Criticisms that are often called “destructive” from different spheres are non-existent. Within the eagerness for renewal and growth, every point pointed out, even if it burns, is a support for improvement, especially when the criticism demands consonance with the historical reality that the artist and his work live. These are times when the manofacture and formalisms diminish before the discursive compendium of a creation, so much so that while the technical point is emphasized, the cultural impact of the masses that a work may have is ignored. Therefore, the efficient objective of contemporary criticism must be committed to history as a whole, from the point of view of ardor. Neutrality in the art of judgment is an entelechy; criticism is fire, or, simply, it is not.

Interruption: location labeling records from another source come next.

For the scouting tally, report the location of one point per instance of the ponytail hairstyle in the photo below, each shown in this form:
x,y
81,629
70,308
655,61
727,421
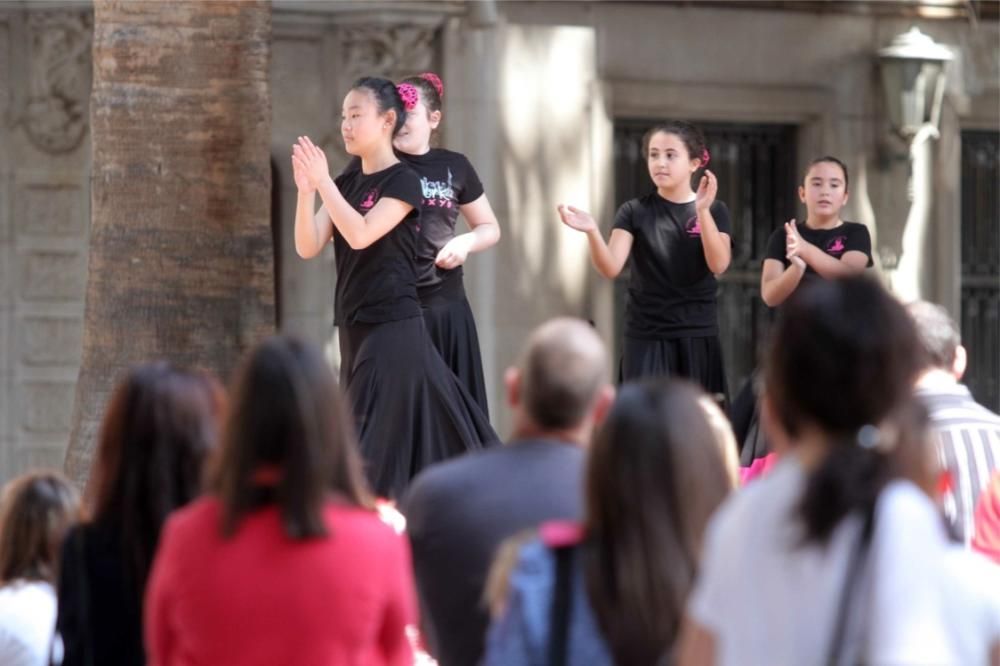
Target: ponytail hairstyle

The task of an exegete, as critics are, transcends any banality based on the immaturity presented by the creators, or those who plant themselves intransigent defenders, to assume the critical work in the maturation of their creative work. Rigor -no matter how rough it may be- is what solidifies the critic’s ethics. Only rigor is capable of sustaining the standards demanded by art and its time.

Criticism is the act of undressing the work and its being with a fervent exercise of criteria, without falling into descriptive trachemy or trifles that result in the obsolescence of postulates and concepts. Criticism is not (only) journalism, criticism is judgment and sentence: exegesis. The critic is an aesthete, not (only) a columnist of a press bulletin, he owes as much to his work as to the height of his time.

So, what kind of criticism does contemporary Cuban art need? In my opinion, a decolonial, anti-mercantilist, decolonized, committed to popular culture in all its extension, all-encompassing, solarian, and above all, dissident one. May the future do justice. The time to compost has just begun, much remains to be done.

———–

1- Phrase with which José Martí begins his famous speech Our America. José Martí, Obras Escogidas en tres tomos, Second Volume, Centro de Estudios Martianos, Editorial Ciencias Sociales, 2007, p. 497.

2- Adolfo Colombres, Teoría de la cultura y el arte popular, Ediciones ICAIC, 2014, “Arte culto y arte popular: entre el encerramiento y el universalismo”, p. 90.

3- José Martí, Obras Escogidas en tres tomos, Primer Tomo, Centro de Estudios Martianos, Editorial Ciencias Sociales, 2007, “Maestros Ambulantes”, p. 457.

4- Andrés Isaac Santana, ¿Ejercicio crítico u opinión de barricada?, Hypermedia Magazine, January 28, 2020.